Ethiopian Prime Minister Abiy Ahmed has won the Nobel Peace Prize for ending a 20-year-long conflict with neighbouring Eritrea.
War between the two countries began over border disputes in 1998.
At least 70,000 people died before the two sides signed a peace deal in 2000, but tensions remained high.
The conflict, which was described as “Africa’s most senseless war” by mediators, saw the two impoverished nations spend billions of dollars on weapons.
When Mr Abiy took office last year, he freed political prisoners and signed an agreement with Eritrean President Isaias Afwerki.
The two leaders vowed to improve political, economic and diplomatic ties, and re-open the border.
When the deal was signed, family members divided by the dispute were able to telephone each other for the first time in two decades.
The Norwegian Nobel Committee said Mr Abiy “initiated important reforms that gave many citizens hope for a better life and a brighter future”.
“As Prime Minister, Mr Abiy has sought to promote reconciliation, solidarity and social justice,” it said.
The Nobel committee said the 2019 prize was “also meant to recognise all the stakeholders working for peace and reconciliation in Ethiopia and in the east and north-east African regions”.

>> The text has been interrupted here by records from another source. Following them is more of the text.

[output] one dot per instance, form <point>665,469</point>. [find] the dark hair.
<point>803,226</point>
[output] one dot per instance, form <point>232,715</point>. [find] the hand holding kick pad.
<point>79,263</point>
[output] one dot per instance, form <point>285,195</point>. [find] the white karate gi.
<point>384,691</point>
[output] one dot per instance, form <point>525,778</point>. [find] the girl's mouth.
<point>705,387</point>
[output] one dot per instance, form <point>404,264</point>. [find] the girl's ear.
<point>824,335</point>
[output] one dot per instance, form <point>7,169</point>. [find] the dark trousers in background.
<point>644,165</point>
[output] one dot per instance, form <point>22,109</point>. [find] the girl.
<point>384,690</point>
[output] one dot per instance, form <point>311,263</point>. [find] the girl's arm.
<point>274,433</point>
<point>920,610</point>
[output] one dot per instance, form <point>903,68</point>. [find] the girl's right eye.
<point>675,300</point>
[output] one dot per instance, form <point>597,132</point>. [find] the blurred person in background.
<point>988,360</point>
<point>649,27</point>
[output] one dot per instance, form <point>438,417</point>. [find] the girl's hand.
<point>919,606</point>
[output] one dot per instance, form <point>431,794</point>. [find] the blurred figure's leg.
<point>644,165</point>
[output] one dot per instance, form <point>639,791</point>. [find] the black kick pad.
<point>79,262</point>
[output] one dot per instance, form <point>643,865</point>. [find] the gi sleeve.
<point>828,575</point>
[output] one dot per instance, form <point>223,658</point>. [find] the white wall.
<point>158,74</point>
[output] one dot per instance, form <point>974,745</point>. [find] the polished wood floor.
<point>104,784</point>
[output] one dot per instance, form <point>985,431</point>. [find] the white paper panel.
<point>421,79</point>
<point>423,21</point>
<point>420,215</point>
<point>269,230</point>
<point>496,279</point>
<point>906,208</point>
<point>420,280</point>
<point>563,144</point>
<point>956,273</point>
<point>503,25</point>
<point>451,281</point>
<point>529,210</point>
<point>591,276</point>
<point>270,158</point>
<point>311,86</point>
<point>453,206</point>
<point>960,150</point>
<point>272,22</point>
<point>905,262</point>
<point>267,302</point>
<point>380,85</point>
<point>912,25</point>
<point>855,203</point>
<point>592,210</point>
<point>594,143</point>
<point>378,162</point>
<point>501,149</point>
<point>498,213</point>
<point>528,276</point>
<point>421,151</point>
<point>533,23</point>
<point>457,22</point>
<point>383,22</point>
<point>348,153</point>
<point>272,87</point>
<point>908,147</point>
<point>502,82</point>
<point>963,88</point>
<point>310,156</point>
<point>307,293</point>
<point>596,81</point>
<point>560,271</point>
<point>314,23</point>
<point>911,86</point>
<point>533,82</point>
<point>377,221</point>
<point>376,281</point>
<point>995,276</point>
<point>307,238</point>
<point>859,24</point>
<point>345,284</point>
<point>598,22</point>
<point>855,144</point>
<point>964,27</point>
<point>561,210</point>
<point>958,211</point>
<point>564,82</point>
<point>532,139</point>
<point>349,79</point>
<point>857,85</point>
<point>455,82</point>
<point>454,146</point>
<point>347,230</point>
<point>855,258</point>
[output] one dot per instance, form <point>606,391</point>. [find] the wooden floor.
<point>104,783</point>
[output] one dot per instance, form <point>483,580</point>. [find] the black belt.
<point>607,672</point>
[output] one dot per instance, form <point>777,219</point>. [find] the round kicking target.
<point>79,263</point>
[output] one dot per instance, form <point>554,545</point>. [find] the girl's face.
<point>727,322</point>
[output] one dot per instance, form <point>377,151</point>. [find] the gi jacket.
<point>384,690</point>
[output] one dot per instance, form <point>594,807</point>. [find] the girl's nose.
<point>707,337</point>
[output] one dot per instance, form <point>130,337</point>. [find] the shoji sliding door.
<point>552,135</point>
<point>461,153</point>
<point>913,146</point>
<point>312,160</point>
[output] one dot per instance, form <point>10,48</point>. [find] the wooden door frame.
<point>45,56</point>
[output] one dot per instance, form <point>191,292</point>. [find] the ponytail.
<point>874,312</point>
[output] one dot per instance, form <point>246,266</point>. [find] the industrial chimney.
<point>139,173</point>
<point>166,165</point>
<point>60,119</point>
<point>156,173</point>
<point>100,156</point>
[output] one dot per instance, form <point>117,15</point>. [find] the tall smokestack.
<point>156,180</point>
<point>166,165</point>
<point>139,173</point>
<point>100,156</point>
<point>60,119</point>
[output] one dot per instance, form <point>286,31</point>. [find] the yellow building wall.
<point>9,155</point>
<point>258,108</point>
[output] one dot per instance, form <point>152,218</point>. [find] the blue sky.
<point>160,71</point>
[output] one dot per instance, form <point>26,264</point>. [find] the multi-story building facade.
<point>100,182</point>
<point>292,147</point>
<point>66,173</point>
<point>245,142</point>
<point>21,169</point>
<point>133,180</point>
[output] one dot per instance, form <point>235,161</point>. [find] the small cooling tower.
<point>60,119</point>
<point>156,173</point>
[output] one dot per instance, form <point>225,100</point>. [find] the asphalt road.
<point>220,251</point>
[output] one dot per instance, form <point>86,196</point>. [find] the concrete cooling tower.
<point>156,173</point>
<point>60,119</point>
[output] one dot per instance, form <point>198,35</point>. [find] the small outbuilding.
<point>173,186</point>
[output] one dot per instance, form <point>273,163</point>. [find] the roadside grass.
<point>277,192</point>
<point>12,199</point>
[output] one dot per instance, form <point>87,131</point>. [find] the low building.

Mr Abiy’s office released a statement calling on “all Ethiopians and friends of Ethiopia to continue standing on the side of peace”.
“This recognition is a timeless testimony to the ‘medemer’ ideals of unity, cooperation and mutual coexistence that the Prime Minister has been consistently championing,” it said using a local term for “unity.”
The tweet containing the statement added: “We are proud as a nation!”
Mr Abiy’s offer to end the military stand-off has reshaped the political landscape in the Horn of Africa.
After signing an agreement to restore ties, the countries have reopened embassies and resumed flights between the nations.
Eritrea agreed to open up its port to landlocked Ethiopia and soldiers from both nations started clearing landmines on the border.
Mr Abiy will receive the prize, worth 9 million Swedish kronor ($1,350,000) in Oslo on December 10.